Anne Dashwood was born at Kirtlington Park, Oxfordshire, the family home of her parents, Sir James Dashwood, 2nd Baronet, and his wife, the former Elizabeth Spencer. Among her siblings was Elizabeth (wife of George Montagu, 4th Duke of Manchester), and Catherine (wife of Lucy Knightley, MP for Northamptonshire).

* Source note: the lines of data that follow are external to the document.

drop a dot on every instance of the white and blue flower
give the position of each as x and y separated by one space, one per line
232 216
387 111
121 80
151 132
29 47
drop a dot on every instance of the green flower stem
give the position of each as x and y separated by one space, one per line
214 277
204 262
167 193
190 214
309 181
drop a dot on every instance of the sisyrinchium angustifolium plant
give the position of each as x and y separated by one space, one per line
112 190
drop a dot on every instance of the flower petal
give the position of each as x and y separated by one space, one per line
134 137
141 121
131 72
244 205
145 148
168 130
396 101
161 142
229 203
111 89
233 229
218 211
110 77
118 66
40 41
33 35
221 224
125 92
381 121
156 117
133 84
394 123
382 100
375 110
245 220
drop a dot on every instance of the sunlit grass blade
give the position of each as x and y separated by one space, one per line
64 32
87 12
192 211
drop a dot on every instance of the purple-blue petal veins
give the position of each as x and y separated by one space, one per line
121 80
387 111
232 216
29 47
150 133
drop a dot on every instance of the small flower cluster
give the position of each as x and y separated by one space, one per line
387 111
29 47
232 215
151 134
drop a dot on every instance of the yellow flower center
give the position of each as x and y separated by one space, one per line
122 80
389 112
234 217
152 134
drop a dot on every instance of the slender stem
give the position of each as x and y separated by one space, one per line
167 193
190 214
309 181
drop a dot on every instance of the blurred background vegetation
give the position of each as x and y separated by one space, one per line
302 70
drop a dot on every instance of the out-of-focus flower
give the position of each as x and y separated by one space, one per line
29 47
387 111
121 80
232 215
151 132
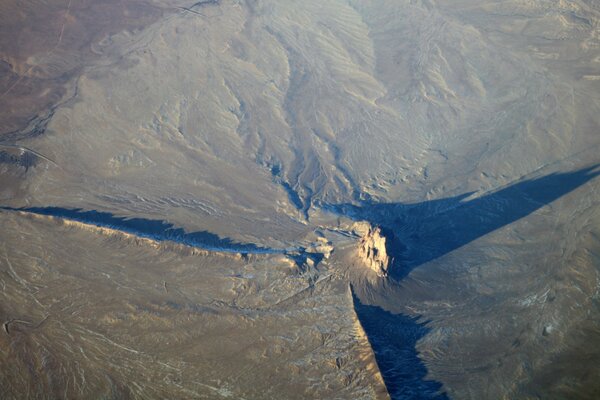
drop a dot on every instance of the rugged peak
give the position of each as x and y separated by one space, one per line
372 248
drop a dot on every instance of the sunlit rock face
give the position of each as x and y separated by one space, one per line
372 248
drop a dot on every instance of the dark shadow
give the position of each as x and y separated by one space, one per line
152 229
425 231
393 338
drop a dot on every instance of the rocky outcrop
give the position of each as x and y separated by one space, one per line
372 249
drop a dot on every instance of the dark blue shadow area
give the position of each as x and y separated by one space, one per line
425 231
152 229
393 338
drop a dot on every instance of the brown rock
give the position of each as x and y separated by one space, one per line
372 251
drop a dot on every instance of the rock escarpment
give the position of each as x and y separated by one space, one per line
372 249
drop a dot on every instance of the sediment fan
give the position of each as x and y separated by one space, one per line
318 199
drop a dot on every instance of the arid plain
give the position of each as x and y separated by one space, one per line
276 199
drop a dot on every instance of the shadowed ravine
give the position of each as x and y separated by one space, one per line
419 233
425 231
393 338
152 229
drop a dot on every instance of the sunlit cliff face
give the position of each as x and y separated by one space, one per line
310 199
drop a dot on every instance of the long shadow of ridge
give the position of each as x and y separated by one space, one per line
153 229
425 231
393 338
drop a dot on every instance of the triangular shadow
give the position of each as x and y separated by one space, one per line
393 338
424 231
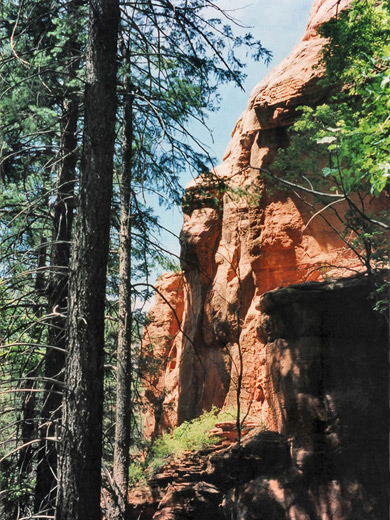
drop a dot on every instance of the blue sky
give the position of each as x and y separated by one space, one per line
280 25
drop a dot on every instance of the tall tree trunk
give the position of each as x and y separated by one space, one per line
57 292
57 302
81 432
123 388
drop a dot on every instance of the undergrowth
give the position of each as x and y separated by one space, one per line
189 436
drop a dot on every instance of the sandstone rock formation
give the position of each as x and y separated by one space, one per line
235 248
328 387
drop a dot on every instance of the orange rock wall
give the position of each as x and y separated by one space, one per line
234 249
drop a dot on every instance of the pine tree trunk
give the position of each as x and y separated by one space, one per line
57 302
81 432
123 389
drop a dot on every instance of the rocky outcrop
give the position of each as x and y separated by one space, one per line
240 239
328 387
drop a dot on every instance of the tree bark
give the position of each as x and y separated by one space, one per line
123 388
57 303
81 433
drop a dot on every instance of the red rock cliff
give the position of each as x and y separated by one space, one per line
233 251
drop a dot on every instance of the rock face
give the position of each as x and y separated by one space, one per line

Her paternal grandparents were Robert Dashwood (son of Sir Robert Dashwood, 1st Baronet) and the former Dorothy Reade (a daughter of Sir James Reade, 2nd Baronet). Her mother was a daughter of Edward Spencer of Rendlesham and sister of Anne Hamilton, Duchess of Hamilton.

==Personal life==
On 13 June 1764, she married the future earl, when he was an MP and heir to his father's earldom. His first wife, Lady Charlotte Greville, had died in 1763, leaving him with no living children. In the year of their marriage, Sir Joshua Reynolds painted Anne in the guise of a shepherdess; the portrait is now held by the Metropolitan Museum of Art, New York. Together, they were the parents of sixteen children:

- Lady Catherine Stewart (1765–1836), who married Sir James Graham, 1st Baronet.
- Hon. Alexander Stewart (1766–1766), who died young.
- Lady Susan Stewart (1767–1841), who married George Spencer-Churchill, 5th Duke of Marlborough, and had children.
- Admiral George Stewart, 8th Earl of Galloway (1768–1834), who married Lady Jane Paget, the daughter of Henry Paget, 1st Earl of Uxbridge, and sister of Henry Paget, 1st Marquess of Anglesey.
- Lady Anne Harriet Stewart (1769–1850), who married Lord Spencer Chichester and had children
- Lady Elizabeth Euphemia Stewart (1771–1855), who married William Philips Inge in 1798.
- Hon. Leveson Keith Stewart (1772–1780)
- Lady Georgiana Frances Stewart (1776–1804)
- Lt.-Gen. Hon. Sir William Stewart (1774–1827), who married Frances Douglas and had children.
- Rt. Rev. Hon. Charles James Stewart (1775–1837), Bishop of Quebec, who died unmarried.
- Lady Charlotte Stewart (1777–1842), who married Sir Edward Crofton, 3rd Baronet, and had children.
- Lady Caroline Stewart (1778–1818), who married Rev. Hon. George Rushout-Bowles, and was the mother of George Rushout, 3rd Baron Northwick
- Hon. Montgomery Granville John Stewart (1780–1860), who married Catherine Honyman and had children.
- Hon. Edward Richard Stewart (1782–1851), who married Katherine Charteris and had children
- Lt.-Col. James Henry Keith Stewart (1783–1836)
- Lady Georgiana Charlotte Sophia Stewart (1785–1809), who married Col. Hon. William Bligh (1775–1845), son of John Bligh, 3rd Earl of Darnley, and had children.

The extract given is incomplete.